By exposing over time to loud music, the hair cells progressively lose their sensitivity to sound vibration.
Sometimes the loud music also causes the hair cells to bend or fold over, which causes a momentary loss of hearing.
The hearing cells in the ear may become destroyed if the sound is played for an extended period of time at a high volume.
Side Effects of Headphones on the Brain
Pain in the Ears
Right now, earphones and headphones are among the technology’s greatest sins.
Many people use earphones or listen to music throughout the day, whether they are taking a call at work, walking in the morning, crossing the street, boarding a bus or metro, or enjoying coffee in a café.
Wearing headphones all the time may not disturb those around you, but you are harming yourself enough without even realizing it.
Effect on the Brain
When using earphones for a long time or when they are not properly fitted, it can cause pain that frequently extends to the inner ear as well, causing soreness around the ear.
Loud music or prolonged exposure, as was previously said, causes the hair cells to bend down excessively and severely, and depending on the severity, this might result in temporary or permanent hearing loss.
How to Reduce the Risk of Damage from Earphones
Long-term ear damage from listening to loud, booming music through headphones is possible. Therefore, it is always recommended to take rests in between to give the ears a break.
Use Headphones, Not Earphones
Even though the phrases “headphones” and “earphones” are sometimes used interchangeably, they are not the same thing. Earphones are typically tiny, in-the-ear devices made of hard plastic or silicone.
Turn the Volume Down
Decibels are a unit of measurement for sound.

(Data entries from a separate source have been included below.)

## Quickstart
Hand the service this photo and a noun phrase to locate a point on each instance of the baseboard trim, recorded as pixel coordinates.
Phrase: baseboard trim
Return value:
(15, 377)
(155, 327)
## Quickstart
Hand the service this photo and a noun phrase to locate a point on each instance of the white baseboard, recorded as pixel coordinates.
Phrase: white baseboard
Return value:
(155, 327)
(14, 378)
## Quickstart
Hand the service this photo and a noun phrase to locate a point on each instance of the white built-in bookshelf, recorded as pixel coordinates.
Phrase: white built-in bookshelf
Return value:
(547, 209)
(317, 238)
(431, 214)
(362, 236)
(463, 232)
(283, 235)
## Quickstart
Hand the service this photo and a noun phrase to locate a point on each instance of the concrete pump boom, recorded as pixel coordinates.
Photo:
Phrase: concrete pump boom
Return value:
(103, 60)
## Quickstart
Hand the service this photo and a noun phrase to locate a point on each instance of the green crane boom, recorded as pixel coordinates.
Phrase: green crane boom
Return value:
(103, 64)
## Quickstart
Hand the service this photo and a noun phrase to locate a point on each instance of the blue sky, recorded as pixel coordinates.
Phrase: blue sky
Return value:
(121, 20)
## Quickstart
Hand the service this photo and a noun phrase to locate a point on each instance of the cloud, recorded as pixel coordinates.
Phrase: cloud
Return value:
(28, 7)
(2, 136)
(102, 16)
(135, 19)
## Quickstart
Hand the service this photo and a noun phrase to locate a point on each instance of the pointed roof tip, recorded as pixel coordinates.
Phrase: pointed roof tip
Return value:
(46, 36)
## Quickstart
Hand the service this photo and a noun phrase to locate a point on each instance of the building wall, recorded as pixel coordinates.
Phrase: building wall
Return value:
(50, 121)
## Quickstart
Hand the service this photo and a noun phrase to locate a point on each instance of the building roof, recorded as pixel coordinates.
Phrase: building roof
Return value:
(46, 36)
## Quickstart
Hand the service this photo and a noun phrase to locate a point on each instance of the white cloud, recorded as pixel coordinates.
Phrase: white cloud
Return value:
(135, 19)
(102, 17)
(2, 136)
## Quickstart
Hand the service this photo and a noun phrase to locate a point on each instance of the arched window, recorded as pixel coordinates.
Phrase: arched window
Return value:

Even after prolonged exposure, it is doubtful that a sound that is under 60 dB will cause any hearing damage. Hearing loss, however, can occur from prolonged exposure to loud noises above 85 dB.
What’s the Right Way to Use Earbuds?
Noise-induced hearing loss brought on by earbuds is entirely avoidable if you don’t use them for too long or loudly.
The 60%/60-minute rule, which specifies that no music, video game, or movie should be played at more than 60% of its maximum loudness, is one that doctors advise following.
No more than 60 minutes should be spent using earbuds at once.
The following is another method to determine whether the volume on your headphones is appropriate: Check to see whether anyone seated nearby can hear your music.
If they can, your hearing is getting worse. So that no one else can hear it, turn down the volume.
Remember that loud music may cause you to become unaware of your surroundings.
As a result, your risk of an accident increases. For instance, your music may be so loud while you’re running along a bike path that you can’t hear a cyclist shouting, “Heads up!”
Alternatives to Earbuds
If you’re concerned about the potential risks associated with earbuds, there are several alternatives to consider.
One option is to use over-ear headphones, which sit outside of the ear canal and can help reduce the risk of hearing loss.
Another alternative is to use earbuds with built-in volume limiters, which can help prevent damage to your hearing.
Additionally, sound-canceling headphones can be a great alternative for those who are looking for a more immersive listening experience.
Overall, earbuds can be a convenient and enjoyable way to listen to music or podcasts on the go.
However, it’s important to be aware of the potential risks associated with their use, such as the risk of hearing loss and earwax build-up.
If you’re concerned about these risks, consider using over-ear headphones, earbuds with built-in volume limiters, or sound-canceling headphones.
Remember to keep the volume at a moderate level, and avoid using earbuds for long periods of time. It’s also good to give your ears a break and let them “breathe” and have some silence.